Tearaway Introducer Kit, REF: KIT-010-12, KIT-010-17, KIT-900-16

Recall Insight

This FDA Devices action (record #Z-1968-2023) was formally reported on June 21, 2023, with the manufacturer initiating the action on May 8, 2023. It is classified under Moderate severity (Class II), with a current status of Ongoing. Galt Medical Corporation is listed as the recalling firm, operating out of Garland, TX. Federal records indicate 490 units are affected.

The documented reason for this recall is: Sheath introducer assemblies could potentially, due to improper storage conditions, have a luer connection portion of the dilator hub that cracks or dislodges during use, which renders the dilator component unusable, an… Distribution data in the federal record shows the product reached: Worldwide - US Nationwide distribution in the states of PA, UT, FL, PA, OH, GA, MA, NV, CA, NY, NJ and the countries of UK, AU, TR, FR, CH, NO.. Distribution scope directly affects the consumer exposure window and determines whether a recall remains regional or escalates into a nationwide advisory.

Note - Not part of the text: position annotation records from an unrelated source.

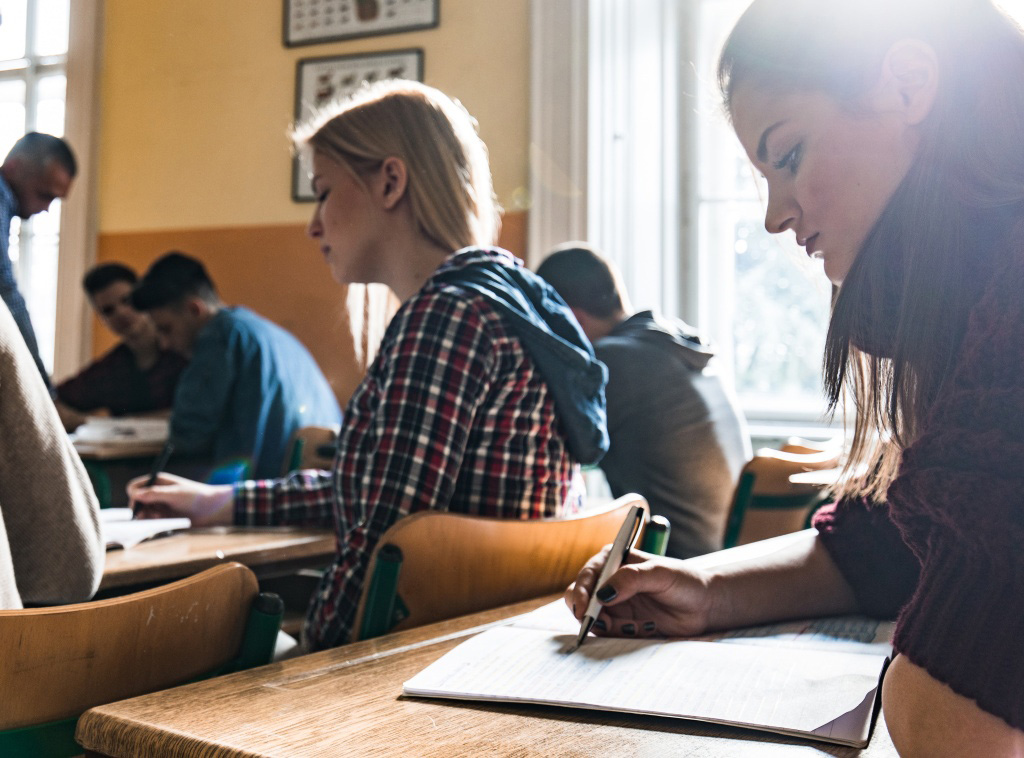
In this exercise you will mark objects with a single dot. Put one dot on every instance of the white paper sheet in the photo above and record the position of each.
(127, 534)
(772, 683)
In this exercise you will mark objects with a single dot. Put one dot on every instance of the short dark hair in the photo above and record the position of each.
(585, 279)
(38, 149)
(100, 277)
(171, 280)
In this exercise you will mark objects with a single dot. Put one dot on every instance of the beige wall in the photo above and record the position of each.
(196, 101)
(198, 96)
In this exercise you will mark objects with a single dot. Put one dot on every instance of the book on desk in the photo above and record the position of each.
(121, 530)
(818, 679)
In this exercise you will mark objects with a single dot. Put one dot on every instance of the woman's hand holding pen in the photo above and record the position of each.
(174, 496)
(650, 596)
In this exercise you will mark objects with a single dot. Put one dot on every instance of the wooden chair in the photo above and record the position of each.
(309, 449)
(58, 662)
(766, 503)
(434, 565)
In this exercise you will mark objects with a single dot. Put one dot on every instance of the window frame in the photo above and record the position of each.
(573, 42)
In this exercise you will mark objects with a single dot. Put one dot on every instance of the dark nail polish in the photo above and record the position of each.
(606, 593)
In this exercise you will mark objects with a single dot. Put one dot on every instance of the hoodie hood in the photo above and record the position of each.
(549, 332)
(669, 334)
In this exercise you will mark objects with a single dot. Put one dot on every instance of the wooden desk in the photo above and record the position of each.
(117, 451)
(269, 551)
(348, 702)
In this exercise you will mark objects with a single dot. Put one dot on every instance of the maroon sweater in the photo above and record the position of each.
(945, 555)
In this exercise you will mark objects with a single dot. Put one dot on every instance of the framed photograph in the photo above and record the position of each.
(309, 22)
(321, 81)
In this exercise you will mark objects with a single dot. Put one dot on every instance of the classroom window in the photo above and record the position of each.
(33, 85)
(670, 195)
(673, 199)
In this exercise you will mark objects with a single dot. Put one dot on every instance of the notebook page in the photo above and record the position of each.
(129, 534)
(783, 688)
(844, 634)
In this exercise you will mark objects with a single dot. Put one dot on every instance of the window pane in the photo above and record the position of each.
(770, 306)
(11, 114)
(37, 278)
(12, 33)
(51, 27)
(50, 104)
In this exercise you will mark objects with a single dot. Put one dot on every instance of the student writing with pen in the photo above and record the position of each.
(890, 137)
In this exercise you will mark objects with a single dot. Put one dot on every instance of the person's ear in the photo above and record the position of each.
(393, 180)
(909, 81)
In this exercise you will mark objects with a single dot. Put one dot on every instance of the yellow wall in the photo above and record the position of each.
(197, 99)
(198, 96)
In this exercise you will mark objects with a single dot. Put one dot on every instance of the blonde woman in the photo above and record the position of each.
(458, 412)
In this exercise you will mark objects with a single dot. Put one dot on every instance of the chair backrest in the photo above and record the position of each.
(58, 662)
(766, 503)
(304, 451)
(434, 565)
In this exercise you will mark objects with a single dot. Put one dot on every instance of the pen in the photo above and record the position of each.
(158, 465)
(620, 548)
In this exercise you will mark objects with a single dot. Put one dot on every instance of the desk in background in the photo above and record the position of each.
(348, 702)
(269, 551)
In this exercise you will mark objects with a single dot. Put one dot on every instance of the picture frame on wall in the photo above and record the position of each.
(311, 22)
(320, 81)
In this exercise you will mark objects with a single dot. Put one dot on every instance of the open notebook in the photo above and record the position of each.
(121, 531)
(816, 679)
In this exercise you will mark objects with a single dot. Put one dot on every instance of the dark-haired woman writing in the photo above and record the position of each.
(890, 137)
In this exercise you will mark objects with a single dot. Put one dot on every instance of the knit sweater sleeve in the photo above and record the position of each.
(958, 503)
(869, 552)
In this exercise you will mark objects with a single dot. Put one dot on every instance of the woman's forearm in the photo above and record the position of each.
(797, 580)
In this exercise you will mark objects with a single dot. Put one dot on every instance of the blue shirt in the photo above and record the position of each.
(250, 384)
(8, 285)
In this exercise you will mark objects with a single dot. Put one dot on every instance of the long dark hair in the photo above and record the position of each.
(901, 312)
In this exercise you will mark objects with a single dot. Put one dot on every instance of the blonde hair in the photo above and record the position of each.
(450, 190)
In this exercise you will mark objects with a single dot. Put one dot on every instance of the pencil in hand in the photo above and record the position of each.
(159, 463)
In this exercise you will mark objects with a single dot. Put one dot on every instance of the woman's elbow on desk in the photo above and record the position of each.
(926, 718)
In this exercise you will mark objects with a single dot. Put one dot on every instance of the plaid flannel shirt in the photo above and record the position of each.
(453, 415)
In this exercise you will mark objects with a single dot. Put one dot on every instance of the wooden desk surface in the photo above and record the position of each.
(117, 451)
(267, 550)
(348, 702)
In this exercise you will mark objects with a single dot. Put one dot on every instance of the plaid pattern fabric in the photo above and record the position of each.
(8, 285)
(453, 415)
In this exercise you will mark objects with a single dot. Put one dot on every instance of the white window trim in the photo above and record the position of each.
(558, 124)
(73, 345)
(569, 45)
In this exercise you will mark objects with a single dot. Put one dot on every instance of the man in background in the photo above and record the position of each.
(249, 384)
(136, 376)
(38, 170)
(677, 434)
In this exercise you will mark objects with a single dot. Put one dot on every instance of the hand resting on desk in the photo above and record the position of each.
(770, 581)
(175, 496)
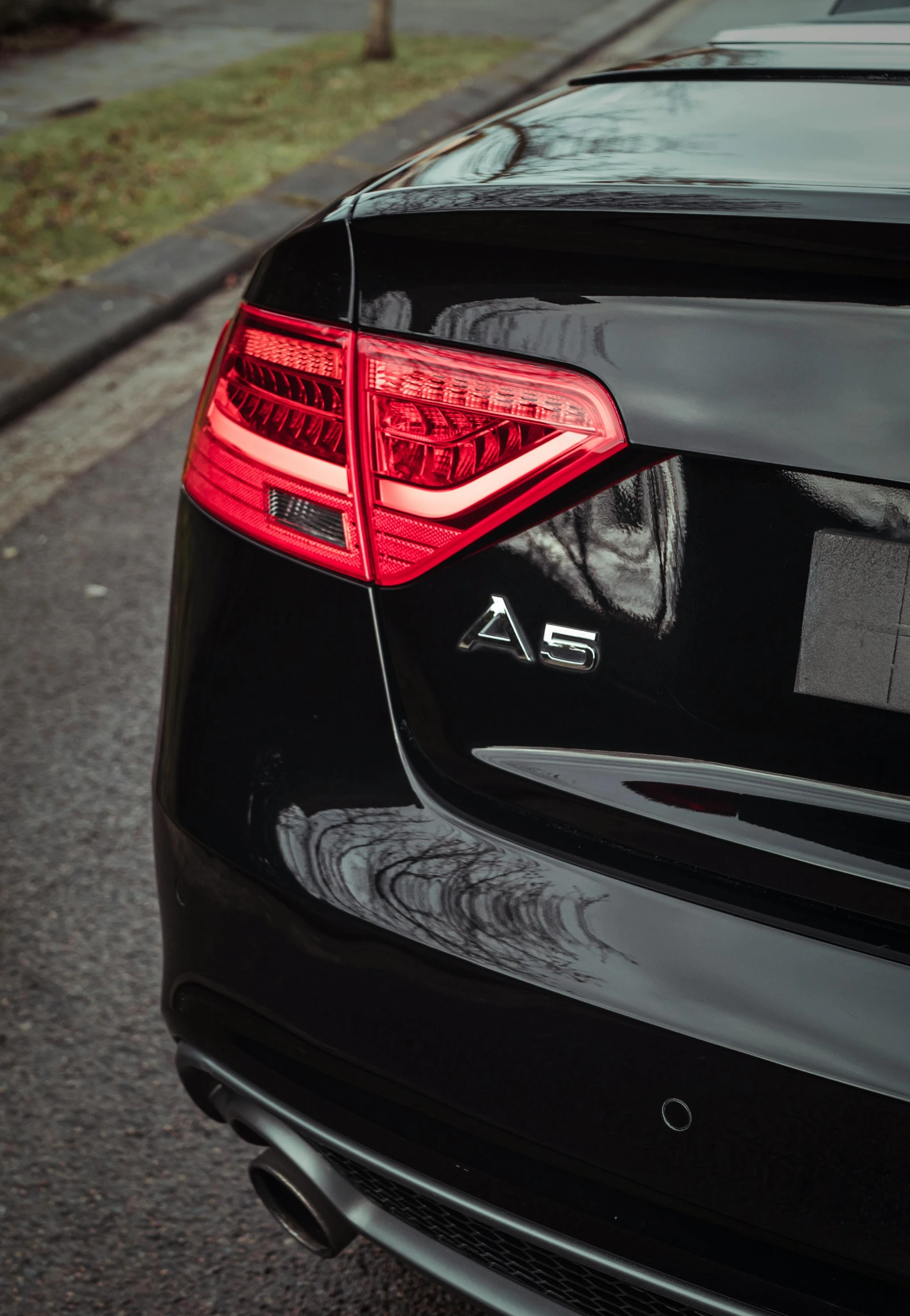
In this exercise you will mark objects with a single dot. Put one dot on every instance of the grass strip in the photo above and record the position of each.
(75, 194)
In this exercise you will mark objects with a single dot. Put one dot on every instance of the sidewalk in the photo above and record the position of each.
(174, 40)
(53, 341)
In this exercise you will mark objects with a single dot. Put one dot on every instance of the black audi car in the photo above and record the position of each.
(533, 799)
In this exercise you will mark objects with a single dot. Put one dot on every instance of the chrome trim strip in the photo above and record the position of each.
(665, 960)
(603, 777)
(282, 1127)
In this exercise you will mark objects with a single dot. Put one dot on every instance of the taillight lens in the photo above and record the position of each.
(269, 452)
(447, 444)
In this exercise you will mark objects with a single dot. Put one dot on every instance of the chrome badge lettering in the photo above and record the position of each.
(498, 628)
(562, 646)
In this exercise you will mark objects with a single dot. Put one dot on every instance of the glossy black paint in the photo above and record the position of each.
(742, 287)
(804, 321)
(541, 1103)
(694, 576)
(273, 695)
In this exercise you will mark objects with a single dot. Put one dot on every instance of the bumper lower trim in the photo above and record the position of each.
(292, 1135)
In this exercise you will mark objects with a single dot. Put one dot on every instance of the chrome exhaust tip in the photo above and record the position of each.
(299, 1206)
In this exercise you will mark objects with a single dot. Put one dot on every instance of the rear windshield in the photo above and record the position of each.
(850, 136)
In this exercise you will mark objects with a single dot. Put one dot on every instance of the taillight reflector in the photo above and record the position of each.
(445, 444)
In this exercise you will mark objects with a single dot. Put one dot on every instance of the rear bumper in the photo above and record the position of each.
(493, 1257)
(501, 1020)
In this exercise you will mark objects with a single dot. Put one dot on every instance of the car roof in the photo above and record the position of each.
(762, 120)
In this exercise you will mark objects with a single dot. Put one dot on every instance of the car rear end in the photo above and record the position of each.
(533, 802)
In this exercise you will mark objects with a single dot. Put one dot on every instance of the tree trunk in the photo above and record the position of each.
(380, 32)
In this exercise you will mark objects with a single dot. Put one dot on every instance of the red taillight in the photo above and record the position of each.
(447, 444)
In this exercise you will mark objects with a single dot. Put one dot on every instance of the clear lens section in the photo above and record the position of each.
(439, 446)
(448, 444)
(456, 442)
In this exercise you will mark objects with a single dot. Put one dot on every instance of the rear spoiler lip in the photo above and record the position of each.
(759, 199)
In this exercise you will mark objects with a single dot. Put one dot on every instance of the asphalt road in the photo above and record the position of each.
(116, 1197)
(116, 1194)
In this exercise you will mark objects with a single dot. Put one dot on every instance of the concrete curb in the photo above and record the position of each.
(50, 343)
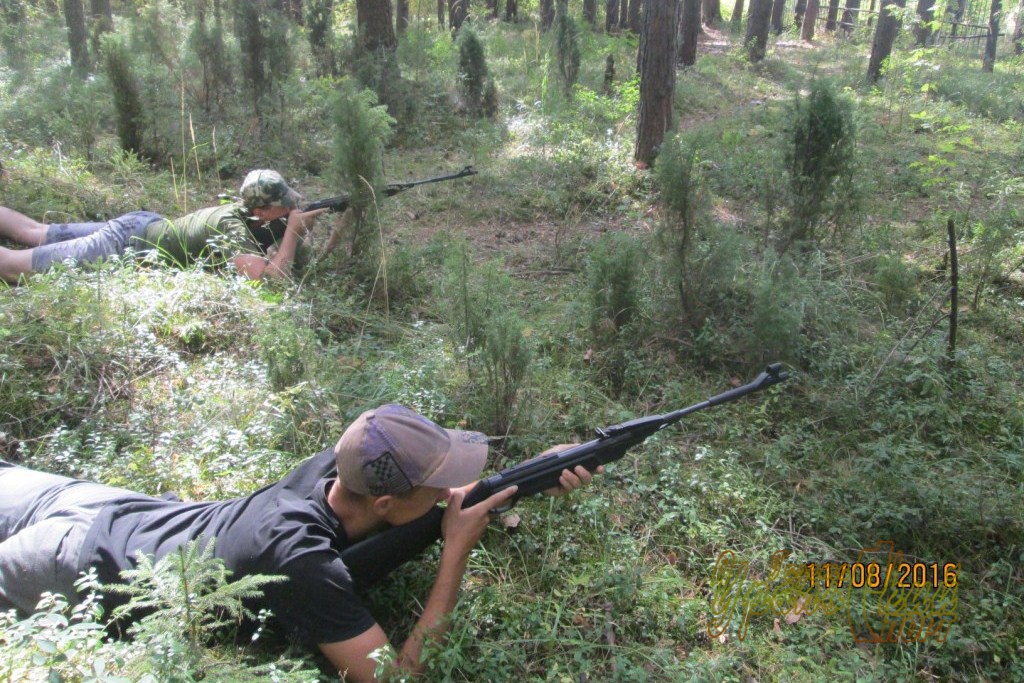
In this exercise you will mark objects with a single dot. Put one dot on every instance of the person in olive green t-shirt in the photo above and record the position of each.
(260, 236)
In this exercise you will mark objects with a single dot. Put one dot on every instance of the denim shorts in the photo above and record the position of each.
(87, 243)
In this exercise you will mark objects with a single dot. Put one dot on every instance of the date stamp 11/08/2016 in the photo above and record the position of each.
(883, 597)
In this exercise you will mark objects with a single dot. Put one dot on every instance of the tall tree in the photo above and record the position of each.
(712, 10)
(547, 13)
(923, 29)
(758, 25)
(636, 16)
(458, 10)
(777, 12)
(885, 35)
(988, 61)
(320, 28)
(375, 26)
(689, 29)
(78, 36)
(1019, 30)
(810, 18)
(850, 14)
(401, 16)
(610, 15)
(656, 66)
(833, 15)
(737, 14)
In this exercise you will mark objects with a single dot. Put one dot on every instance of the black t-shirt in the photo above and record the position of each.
(284, 528)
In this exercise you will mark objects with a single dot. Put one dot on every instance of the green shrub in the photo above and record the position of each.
(127, 100)
(819, 161)
(613, 270)
(361, 129)
(478, 90)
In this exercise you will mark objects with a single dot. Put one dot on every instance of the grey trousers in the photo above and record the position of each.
(86, 243)
(43, 522)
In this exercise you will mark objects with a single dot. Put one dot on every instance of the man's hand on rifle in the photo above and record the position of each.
(569, 480)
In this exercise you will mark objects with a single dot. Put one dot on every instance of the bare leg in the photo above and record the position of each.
(14, 263)
(20, 228)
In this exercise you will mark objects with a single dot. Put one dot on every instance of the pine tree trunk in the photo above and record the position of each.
(78, 37)
(988, 61)
(850, 15)
(737, 14)
(689, 29)
(401, 16)
(810, 18)
(656, 66)
(712, 11)
(458, 10)
(547, 13)
(833, 15)
(636, 20)
(777, 11)
(885, 35)
(1019, 30)
(926, 14)
(758, 25)
(376, 27)
(610, 15)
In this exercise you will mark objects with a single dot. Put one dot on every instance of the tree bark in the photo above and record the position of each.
(610, 15)
(458, 10)
(1019, 30)
(988, 61)
(833, 15)
(636, 20)
(712, 11)
(926, 14)
(689, 29)
(78, 37)
(656, 66)
(850, 15)
(376, 26)
(547, 13)
(758, 25)
(885, 35)
(401, 16)
(810, 17)
(737, 13)
(777, 11)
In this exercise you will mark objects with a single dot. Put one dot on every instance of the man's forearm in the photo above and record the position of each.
(433, 623)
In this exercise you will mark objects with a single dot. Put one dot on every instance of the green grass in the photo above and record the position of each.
(199, 383)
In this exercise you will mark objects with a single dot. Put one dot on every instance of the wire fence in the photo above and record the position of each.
(962, 26)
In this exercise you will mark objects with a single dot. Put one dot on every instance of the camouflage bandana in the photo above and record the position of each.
(264, 187)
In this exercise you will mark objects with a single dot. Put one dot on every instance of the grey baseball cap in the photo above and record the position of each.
(390, 449)
(265, 187)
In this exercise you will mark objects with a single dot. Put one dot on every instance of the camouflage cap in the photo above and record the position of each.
(265, 187)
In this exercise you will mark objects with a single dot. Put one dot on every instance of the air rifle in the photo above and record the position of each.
(371, 559)
(340, 203)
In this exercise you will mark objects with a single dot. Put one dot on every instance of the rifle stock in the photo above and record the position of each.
(341, 202)
(373, 558)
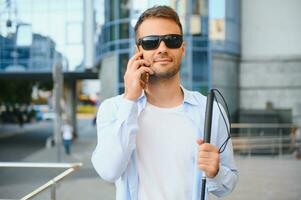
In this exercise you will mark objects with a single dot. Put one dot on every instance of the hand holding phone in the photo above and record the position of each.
(136, 76)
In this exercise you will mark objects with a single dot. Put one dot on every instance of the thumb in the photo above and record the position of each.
(200, 141)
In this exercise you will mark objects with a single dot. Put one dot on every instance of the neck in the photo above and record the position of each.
(165, 93)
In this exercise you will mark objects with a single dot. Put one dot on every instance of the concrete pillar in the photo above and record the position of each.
(88, 34)
(71, 104)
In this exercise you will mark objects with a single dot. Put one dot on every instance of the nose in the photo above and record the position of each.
(162, 47)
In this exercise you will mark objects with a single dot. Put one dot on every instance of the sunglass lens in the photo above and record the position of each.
(149, 43)
(173, 41)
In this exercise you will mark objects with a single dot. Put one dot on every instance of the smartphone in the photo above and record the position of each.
(144, 76)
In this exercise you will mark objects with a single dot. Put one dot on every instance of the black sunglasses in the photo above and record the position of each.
(151, 42)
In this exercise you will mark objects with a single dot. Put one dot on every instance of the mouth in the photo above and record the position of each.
(163, 60)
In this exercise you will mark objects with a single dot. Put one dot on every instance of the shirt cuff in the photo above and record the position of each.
(220, 176)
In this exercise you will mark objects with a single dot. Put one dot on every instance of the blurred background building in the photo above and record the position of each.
(247, 50)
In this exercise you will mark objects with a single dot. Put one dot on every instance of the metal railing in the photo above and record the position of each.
(52, 182)
(261, 138)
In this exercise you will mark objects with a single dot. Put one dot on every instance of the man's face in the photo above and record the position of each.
(164, 61)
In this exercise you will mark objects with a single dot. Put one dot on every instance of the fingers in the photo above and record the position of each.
(136, 62)
(208, 158)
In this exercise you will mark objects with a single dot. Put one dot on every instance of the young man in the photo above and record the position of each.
(150, 138)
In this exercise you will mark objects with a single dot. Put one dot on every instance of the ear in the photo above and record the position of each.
(183, 49)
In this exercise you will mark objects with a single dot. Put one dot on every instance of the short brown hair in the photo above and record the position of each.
(165, 12)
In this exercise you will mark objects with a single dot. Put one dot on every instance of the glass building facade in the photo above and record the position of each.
(117, 37)
(36, 33)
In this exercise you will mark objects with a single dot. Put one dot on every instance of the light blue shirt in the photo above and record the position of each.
(115, 157)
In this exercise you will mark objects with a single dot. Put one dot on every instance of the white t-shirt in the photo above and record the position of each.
(166, 143)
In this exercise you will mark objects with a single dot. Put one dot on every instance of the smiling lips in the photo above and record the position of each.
(164, 60)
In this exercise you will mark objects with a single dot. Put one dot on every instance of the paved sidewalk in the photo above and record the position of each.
(261, 178)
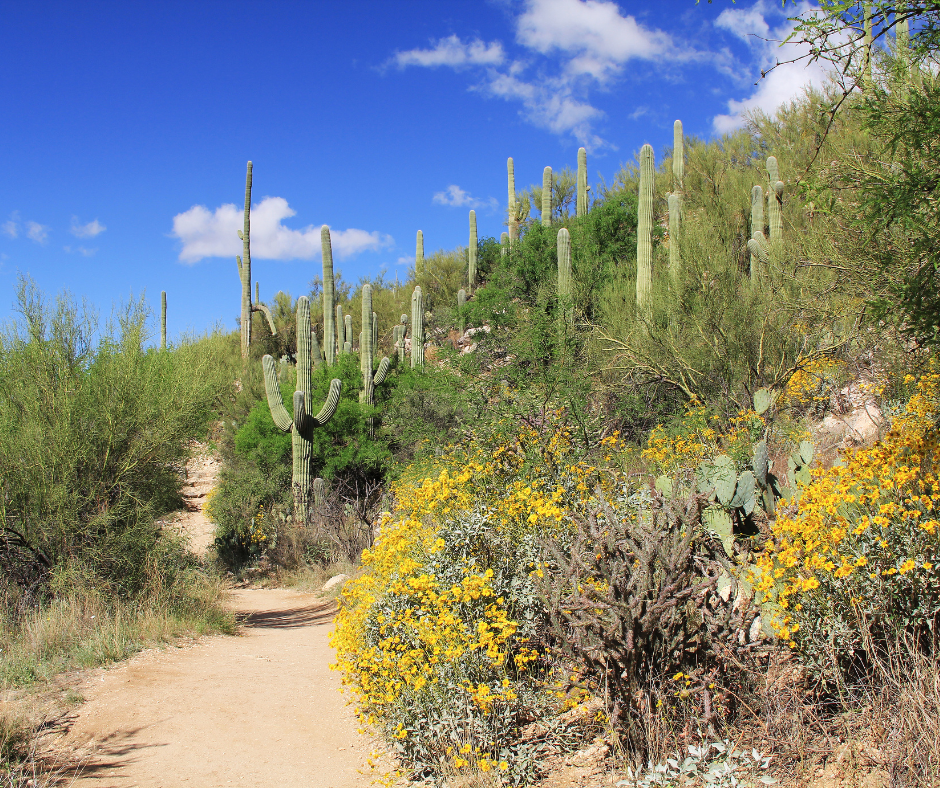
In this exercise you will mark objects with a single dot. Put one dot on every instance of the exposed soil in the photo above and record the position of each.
(260, 709)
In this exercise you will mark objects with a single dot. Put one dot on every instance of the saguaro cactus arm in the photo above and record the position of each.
(582, 201)
(547, 197)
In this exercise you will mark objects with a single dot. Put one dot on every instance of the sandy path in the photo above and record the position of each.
(260, 709)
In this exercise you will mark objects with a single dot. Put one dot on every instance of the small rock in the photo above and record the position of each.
(334, 581)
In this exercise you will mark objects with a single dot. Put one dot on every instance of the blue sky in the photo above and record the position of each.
(127, 127)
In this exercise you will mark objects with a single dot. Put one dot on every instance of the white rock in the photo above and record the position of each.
(334, 581)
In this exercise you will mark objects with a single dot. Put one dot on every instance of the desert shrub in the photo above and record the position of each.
(853, 570)
(93, 430)
(439, 638)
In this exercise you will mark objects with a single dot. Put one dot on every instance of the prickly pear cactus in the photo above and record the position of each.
(547, 197)
(644, 233)
(582, 203)
(303, 422)
(472, 253)
(417, 329)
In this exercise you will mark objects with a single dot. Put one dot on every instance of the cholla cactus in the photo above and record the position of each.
(303, 423)
(678, 156)
(547, 197)
(472, 252)
(330, 328)
(644, 231)
(774, 201)
(417, 329)
(581, 207)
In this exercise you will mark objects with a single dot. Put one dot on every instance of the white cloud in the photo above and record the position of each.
(745, 23)
(456, 197)
(37, 232)
(785, 82)
(453, 52)
(206, 233)
(89, 230)
(596, 36)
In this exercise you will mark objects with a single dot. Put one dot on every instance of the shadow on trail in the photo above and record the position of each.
(290, 618)
(112, 754)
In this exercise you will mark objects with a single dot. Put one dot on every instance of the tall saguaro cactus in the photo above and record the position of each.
(644, 230)
(757, 226)
(675, 211)
(582, 201)
(366, 352)
(303, 423)
(513, 224)
(419, 254)
(472, 253)
(244, 272)
(163, 320)
(774, 201)
(547, 197)
(565, 295)
(329, 328)
(417, 329)
(678, 156)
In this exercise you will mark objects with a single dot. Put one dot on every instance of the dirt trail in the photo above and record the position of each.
(260, 709)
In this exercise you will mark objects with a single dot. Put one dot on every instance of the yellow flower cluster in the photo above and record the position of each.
(867, 529)
(428, 623)
(811, 382)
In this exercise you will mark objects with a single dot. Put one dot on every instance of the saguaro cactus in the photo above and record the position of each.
(329, 328)
(757, 226)
(565, 296)
(547, 197)
(774, 201)
(366, 352)
(402, 331)
(582, 202)
(303, 423)
(513, 225)
(675, 211)
(419, 254)
(417, 329)
(678, 156)
(461, 303)
(644, 230)
(244, 272)
(472, 252)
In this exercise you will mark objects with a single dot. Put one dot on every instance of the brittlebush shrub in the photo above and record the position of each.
(439, 637)
(854, 571)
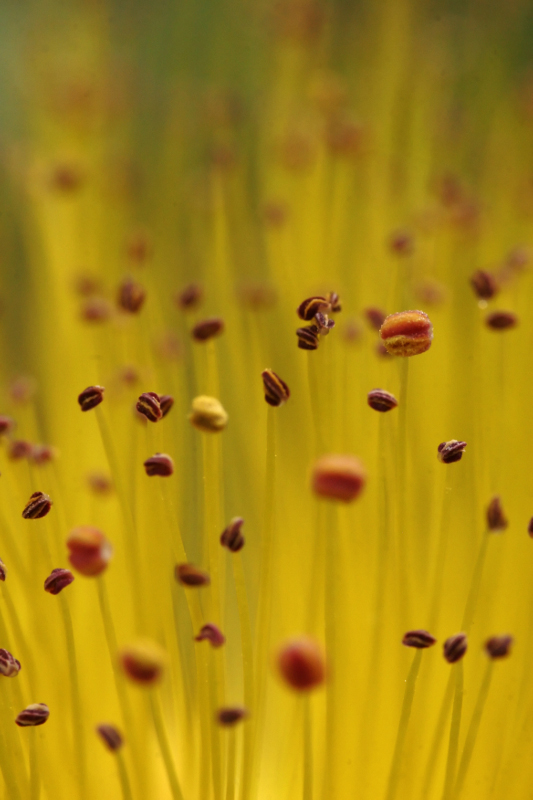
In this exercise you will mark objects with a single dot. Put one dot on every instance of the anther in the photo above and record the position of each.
(323, 323)
(9, 665)
(232, 537)
(231, 715)
(499, 646)
(501, 320)
(276, 390)
(407, 333)
(37, 506)
(484, 284)
(91, 397)
(149, 406)
(338, 477)
(166, 401)
(33, 715)
(58, 580)
(496, 519)
(212, 634)
(308, 337)
(90, 551)
(311, 306)
(450, 452)
(208, 414)
(207, 329)
(143, 661)
(189, 297)
(160, 464)
(455, 647)
(380, 400)
(419, 639)
(301, 663)
(131, 296)
(110, 736)
(190, 576)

To put this record in context, PlainRecalls indexes 83,949 recalls across the FDA, CPSC, NHTSA and USDA FSIS going back to 1995. Within the same product category, the database holds 6 closely related recalls, of which 6 were also issued by FDA Devices. That clustering is a signal — repeated actions in a narrow category often indicate a systemic quality-control issue, a supplier-wide contamination, or a design defect that has propagated across product lines. This recall is roughly 3 years old; older recalls can remain relevant because many units enter resale, rental, and secondary-market channels where the original warning never reaches the end user. Always cross-check the recall number against the official agency page before relying on any summary.